Je spezifischer die Frage ist, desto einfacher kann es sein – zumindest aus theoretischer Perspektive – eine Evidenz für oder gegen die Therapie zu finden, für die man sich interessiert.
Die meisten Mitarbeiter der Gesundheitsberufe sind mit klinischen Fragen sehr vertraut, sehr viel schwieriger gestaltet sich jedoch das Herausfinden einer geeigneten Evidenz (Literatur). Wo findet man in einem zeitlich angemessenen Rahmen relevante Literatur? Niemand möchte mit seiner Frage in die Bibliothek gehen, dort 3 Wochen campieren und dann erst mit dem benötigten Material wieder herauskommen. Damit eine evidenzbasierte Praxis machbar ist, sollten verlässliche Informationsquellen einfach und schnell zur Verfügung stehen. Und obwohl elektronische Literatursuchsysteme einen schnellen Zugang zu relevanter Literatur ermöglichen, ist das Herausfiltern der wesentlichen Informationen, die im speziellen Fall benötigt werden, ein wissenschaftliches Unterfangen an sich, für das die meisten Mitarbeiter im Gesundheitsbereich nicht ausgebildet sind.

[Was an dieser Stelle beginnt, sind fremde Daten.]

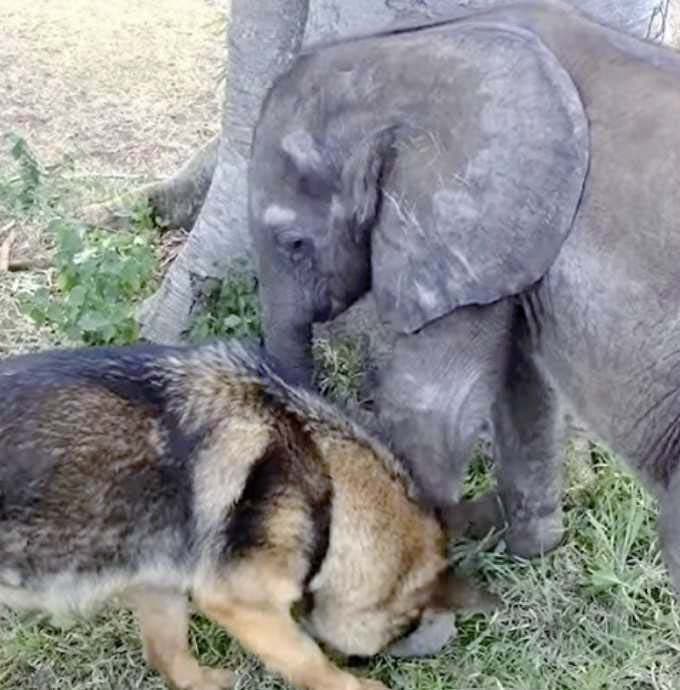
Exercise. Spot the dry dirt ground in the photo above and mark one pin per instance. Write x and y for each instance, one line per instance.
(123, 89)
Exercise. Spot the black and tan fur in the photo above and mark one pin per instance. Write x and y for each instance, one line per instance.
(153, 473)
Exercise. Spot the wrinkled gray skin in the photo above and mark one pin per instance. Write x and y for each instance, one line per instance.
(507, 186)
(262, 39)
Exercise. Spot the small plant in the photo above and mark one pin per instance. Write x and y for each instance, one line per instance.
(100, 275)
(340, 369)
(230, 310)
(22, 189)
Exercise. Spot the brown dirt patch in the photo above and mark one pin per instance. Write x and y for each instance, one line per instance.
(125, 89)
(120, 85)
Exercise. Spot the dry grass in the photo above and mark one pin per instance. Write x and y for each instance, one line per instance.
(119, 85)
(122, 90)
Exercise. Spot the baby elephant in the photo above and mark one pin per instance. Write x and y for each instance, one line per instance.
(152, 473)
(506, 185)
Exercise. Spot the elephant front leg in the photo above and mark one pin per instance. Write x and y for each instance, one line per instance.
(669, 533)
(435, 399)
(529, 444)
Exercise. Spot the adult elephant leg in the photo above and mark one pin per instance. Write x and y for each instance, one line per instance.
(530, 434)
(436, 394)
(669, 532)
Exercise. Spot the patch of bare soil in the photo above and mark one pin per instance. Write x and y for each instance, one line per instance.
(125, 89)
(120, 85)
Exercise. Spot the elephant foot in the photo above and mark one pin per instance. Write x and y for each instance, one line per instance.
(536, 536)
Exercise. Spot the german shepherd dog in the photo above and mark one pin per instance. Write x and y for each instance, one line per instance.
(154, 474)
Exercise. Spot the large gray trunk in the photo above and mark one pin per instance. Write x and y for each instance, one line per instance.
(262, 39)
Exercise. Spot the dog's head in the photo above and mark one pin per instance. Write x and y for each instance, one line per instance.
(399, 600)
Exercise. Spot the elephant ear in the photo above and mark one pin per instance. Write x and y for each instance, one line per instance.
(481, 198)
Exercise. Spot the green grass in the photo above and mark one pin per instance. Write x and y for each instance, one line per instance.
(597, 614)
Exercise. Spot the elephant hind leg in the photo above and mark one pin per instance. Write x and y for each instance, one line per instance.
(530, 433)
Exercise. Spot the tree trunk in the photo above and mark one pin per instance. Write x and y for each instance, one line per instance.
(262, 39)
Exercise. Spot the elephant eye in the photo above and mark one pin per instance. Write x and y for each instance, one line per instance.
(296, 247)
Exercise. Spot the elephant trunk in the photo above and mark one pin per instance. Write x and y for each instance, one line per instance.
(288, 337)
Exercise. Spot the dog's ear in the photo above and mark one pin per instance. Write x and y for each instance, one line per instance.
(454, 593)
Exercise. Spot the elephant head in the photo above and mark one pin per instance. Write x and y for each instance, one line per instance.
(439, 166)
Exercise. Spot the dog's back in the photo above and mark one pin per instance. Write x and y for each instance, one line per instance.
(90, 445)
(153, 472)
(126, 466)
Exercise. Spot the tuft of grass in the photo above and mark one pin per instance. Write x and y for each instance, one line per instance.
(339, 369)
(230, 310)
(596, 614)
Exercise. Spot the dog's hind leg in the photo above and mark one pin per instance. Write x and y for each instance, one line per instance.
(163, 617)
(268, 630)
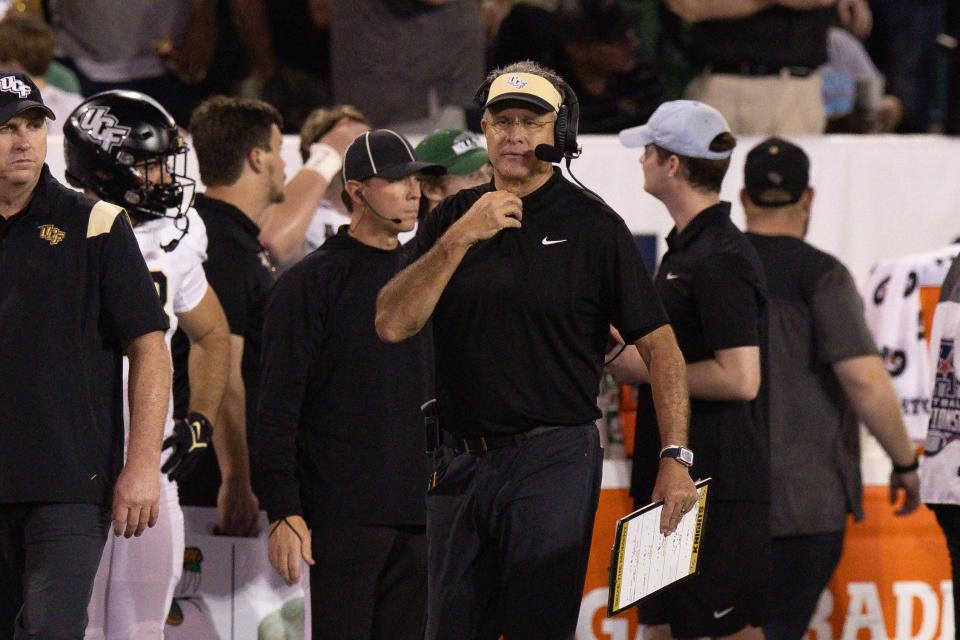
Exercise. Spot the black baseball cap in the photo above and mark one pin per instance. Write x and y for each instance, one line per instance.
(384, 154)
(777, 173)
(17, 94)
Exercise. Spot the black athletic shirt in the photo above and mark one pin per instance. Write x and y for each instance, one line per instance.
(74, 290)
(520, 329)
(712, 285)
(342, 434)
(239, 270)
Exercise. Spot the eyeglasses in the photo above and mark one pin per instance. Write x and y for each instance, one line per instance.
(502, 124)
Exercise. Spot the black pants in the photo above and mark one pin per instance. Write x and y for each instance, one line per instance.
(509, 533)
(49, 555)
(368, 583)
(948, 516)
(802, 567)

In den meisten Fällen ist man in der Praxis aufgrund dessen, dass keine Bibliothek vorhanden ist, versucht, einen älteren Kollegen zu befragen oder noch besser gleich zwei. Aber was ist, wenn sie nicht einer Meinung sind, oder wenn sie auf ein Lehrbuch verweisen, das bei genauerem Hinsehen aus den 1990er Jahren stammt. Im Zusammenhang mit der EbM-Bewegung trifft David Sackett die kühne Aussage: „Verbrennen Sie Ihre Lehrbücher!“ Er verdeutlicht seinen Standpunkt mit folgendem Zitat:
Wenn die Seiten des Lehrbuches nach verwesendem Müll riechen, da sie veraltet sind, können die nicht stinkenden Teile immer noch nützlich sein, weil Lehrbücher im Allgemeinen für die klinische Anwendung gut organisiert sind und ein Großteil ihres Inhaltes zu jedem Zeitpunkt aktuell sein wird. Leider ist es jedoch unmöglich festzustellen, was noch „up to date“ ist und was nicht. (Sackett et al. 1997)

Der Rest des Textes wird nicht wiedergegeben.